Emergency Standards and Stronger Enforcement
OSHA can issue new emergency standards for the enforcement of guidelines to prevent the spread of the virus. This doesn't have to be a new plan; it could build on existing standards. It should be broad enough to apply to many sectors or occupations and require each to create an exposure control plan to mitigate the risks.
Empower employees for their own protection
Workers need to be empowered to ensure that their work environments are safe for all.
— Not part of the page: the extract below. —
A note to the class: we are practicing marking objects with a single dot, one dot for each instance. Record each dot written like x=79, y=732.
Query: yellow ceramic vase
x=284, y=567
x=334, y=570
They need to have the authority to refuse to work under inadequate or unsafe working conditions without losing their jobs.
Additionally, workers must be educated on their rights, have access to whistleblower hotlines, and there must be more penalties for businesses who retaliate against whistleblowers.
Workers who contract the virus must have better compensation to prevent falling into poverty due to not being able to work. Proving that the virus was contracted at work is challenging, but California and Wisconsin have created a rebuttable presumption that the virus was caught at work.
In addition to all of the above, unemployment benefits must improve, and jobs must be protected for workers who speak up about unsafe work conditions. We need policies put in place that protect workers and assist them in staying out of poverty. Many policies protect employers, but we must also protect employees. We all want the country to re-open, but we have to do it in a way that is safe for everyone and ensures we heal our economy as well.